Corpus-pollution discipline runs three guards. First, Inventory tags every corpus source with operator-counsel-approved usage scope + currency status (corpus older than operator-counsel-defined date threshold is flagged for re-review or excluded). Second, Extract runs claims-allowlist cross-reference via sibling #496 (any attribute that depends on a claim not in the current substantiated allowlist is filtered) + forbidden-phrase cross-reference via sibling #507 (any attribute that depends on a forbidden phrase is filtered) + per-vertical compliance overlay via sibling #516 (any attribute that depends on rule scope reaching FDA + FINRA + CFPB + HIPAA is escalated to operator-counsel review). Third, Synthesize runs the multi-LLM cross-check ensemble: the same corpus is processed by GPT-4o + Claude + Gemini Pro + Mistral + Cohere independently, attribute outputs that disagree above operator-counsel-defined inter-rater threshold are filtered, and synthesized templates pass through sibling #520 borderline routing before publication. The audit trail at every step retains the provenance chain so the operator can prove which corpus produced which template attribute at any audit moment.
What does Completions ship and how does an engagement start?
Completions ships the brand-voice-template-extraction agent + 4-skill bundle (Inventory + Extract + Synthesize + Audit) + 5-anchor compliance overlay (Lanham Act + naked-licensing doctrine + franchisor agency-theory + corpus-extraction provenance discipline + FTC Section 5 + substantiation + corpus-pollution discipline + Endorsement Guides + Fake Review Rule + per-state UDAP + copyright 17 USC + DMCA + Authors Guild v Google fair-use + per-platform ToS + CCPA + CPRA + state-comprehensive-privacy + GDPR Article 5 + 6 + 9 + 22 + 25 + 32 + 35 DPIA + Recital 47 + WA MHMDA + HIPAA when healthcare-adjacent + EU AI Act Article 50 + 13 + 14 + 15 + 22 + 26 + NIST AI RMF + ISO 42001 + per-vendor LLM zero-retention) + the Q6 6-workstream pre-engagement-baseline reporting cycle. Tier 1 AI Readiness Assessment ($10k, 2-3 weeks) audits the current brand-voice template posture against corpus inventory + provenance + corpus-pollution risk + downstream consumer agents (sibling #532 + #533 + #535 + #531 + #527 + #528 + #515 + #530 + #526). Tier 3 Fractional CMO with AI Swarm ($15-25k/month, 6-month minimum, 1-2 days/wk embedded) runs the brand-voice-template-extraction agent across the operator AI-agent swarm on an ongoing basis with operator-counsel embedded review cadence on template updates.

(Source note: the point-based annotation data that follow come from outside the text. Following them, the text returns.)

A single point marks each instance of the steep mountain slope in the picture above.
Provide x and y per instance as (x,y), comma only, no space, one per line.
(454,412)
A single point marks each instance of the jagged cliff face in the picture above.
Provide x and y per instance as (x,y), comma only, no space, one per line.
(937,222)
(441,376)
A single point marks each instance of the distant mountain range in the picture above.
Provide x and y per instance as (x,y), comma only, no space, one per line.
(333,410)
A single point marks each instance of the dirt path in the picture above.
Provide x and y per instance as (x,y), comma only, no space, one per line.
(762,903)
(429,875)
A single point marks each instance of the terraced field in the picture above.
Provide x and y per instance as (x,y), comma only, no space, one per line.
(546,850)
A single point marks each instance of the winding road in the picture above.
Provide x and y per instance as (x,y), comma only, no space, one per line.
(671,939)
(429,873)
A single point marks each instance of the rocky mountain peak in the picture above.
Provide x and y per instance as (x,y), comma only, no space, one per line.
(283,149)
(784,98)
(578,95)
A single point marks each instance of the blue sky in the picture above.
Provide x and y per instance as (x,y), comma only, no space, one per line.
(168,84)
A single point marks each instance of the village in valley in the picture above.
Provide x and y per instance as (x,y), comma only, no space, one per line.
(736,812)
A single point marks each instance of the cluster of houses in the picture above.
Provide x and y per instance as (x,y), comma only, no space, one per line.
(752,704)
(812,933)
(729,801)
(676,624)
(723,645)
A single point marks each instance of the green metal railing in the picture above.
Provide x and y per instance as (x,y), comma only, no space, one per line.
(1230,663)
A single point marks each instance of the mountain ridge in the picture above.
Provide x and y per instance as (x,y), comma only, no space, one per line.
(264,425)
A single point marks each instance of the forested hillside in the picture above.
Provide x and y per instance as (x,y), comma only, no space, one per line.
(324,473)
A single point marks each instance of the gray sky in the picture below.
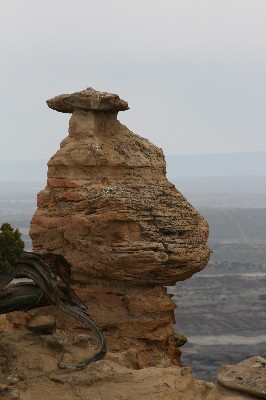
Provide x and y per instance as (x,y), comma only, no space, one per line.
(193,71)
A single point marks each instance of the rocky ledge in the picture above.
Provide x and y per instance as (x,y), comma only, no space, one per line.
(88,99)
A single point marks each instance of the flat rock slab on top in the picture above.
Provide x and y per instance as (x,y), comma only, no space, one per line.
(88,99)
(248,376)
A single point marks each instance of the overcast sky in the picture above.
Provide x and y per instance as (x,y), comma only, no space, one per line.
(192,71)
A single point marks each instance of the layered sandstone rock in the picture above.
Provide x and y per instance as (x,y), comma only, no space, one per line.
(109,209)
(246,380)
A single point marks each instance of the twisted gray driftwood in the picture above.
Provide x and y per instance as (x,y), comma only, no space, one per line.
(51,274)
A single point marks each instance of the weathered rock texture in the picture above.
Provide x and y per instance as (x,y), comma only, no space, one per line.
(28,370)
(246,380)
(110,211)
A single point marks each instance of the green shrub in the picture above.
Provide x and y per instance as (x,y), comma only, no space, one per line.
(11,247)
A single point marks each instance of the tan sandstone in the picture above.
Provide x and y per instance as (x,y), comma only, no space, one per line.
(109,209)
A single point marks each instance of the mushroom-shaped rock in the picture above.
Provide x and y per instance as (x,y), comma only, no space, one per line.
(109,209)
(88,99)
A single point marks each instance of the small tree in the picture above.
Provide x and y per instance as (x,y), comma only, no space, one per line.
(11,247)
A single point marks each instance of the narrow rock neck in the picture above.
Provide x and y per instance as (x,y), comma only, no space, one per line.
(92,123)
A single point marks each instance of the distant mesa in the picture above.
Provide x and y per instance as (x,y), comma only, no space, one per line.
(88,99)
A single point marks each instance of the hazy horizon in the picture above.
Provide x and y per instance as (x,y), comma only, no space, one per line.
(193,72)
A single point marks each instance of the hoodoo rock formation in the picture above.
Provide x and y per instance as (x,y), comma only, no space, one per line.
(109,209)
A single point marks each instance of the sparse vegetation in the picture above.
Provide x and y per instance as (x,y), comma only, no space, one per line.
(11,247)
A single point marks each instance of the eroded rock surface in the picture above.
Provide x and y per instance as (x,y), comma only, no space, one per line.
(249,376)
(110,211)
(28,370)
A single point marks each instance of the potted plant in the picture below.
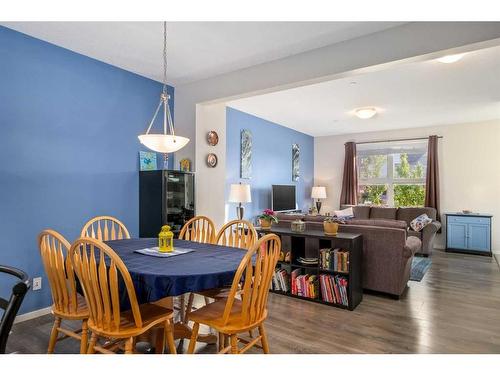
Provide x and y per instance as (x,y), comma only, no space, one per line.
(331,225)
(267,218)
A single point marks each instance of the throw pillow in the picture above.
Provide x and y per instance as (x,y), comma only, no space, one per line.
(420,222)
(348,213)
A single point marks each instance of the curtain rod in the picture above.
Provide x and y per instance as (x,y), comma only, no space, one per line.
(395,140)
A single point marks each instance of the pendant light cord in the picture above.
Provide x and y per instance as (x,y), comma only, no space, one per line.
(165,57)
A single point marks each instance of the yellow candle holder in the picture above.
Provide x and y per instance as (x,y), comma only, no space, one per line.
(165,240)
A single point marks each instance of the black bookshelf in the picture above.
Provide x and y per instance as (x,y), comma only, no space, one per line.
(308,244)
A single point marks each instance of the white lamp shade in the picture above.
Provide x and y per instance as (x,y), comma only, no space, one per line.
(318,192)
(240,193)
(164,143)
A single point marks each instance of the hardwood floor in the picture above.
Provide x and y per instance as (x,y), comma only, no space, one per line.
(454,309)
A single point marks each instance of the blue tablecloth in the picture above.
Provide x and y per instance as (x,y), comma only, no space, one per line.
(206,267)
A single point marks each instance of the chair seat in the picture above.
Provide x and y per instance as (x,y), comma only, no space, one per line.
(211,315)
(152,315)
(82,311)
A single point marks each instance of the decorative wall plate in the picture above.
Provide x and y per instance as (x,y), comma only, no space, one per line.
(212,138)
(211,160)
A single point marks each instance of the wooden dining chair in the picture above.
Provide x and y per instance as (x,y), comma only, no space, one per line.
(105,228)
(198,229)
(67,303)
(99,270)
(231,316)
(236,233)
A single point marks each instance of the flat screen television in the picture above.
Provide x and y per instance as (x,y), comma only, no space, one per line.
(283,198)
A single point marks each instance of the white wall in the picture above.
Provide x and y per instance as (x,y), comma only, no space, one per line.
(469,166)
(210,182)
(408,42)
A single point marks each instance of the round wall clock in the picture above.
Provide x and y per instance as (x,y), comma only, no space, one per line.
(211,160)
(212,138)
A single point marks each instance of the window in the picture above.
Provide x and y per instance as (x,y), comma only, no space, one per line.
(392,173)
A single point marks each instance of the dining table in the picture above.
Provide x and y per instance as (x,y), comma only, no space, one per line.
(197,267)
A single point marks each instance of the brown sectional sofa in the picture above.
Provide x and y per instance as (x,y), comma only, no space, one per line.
(405,214)
(387,251)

Engage Completions on the brand-voice-template-extraction agent
Tier 1 AI Readiness Assessment ($10k, 2-3 weeks) audits the current brand-voice template posture against corpus inventory + provenance + corpus-pollution risk + downstream consumer agents. Tier 3 Fractional CMO with AI Swarm ($15 -25k/month, 6-month minimum, 1-2 days/wk embedded) runs the brand-voice-template-extraction agent across the operator AI-agent swarm on an ongoing basis with operator -counsel embedded review cadence on template updates.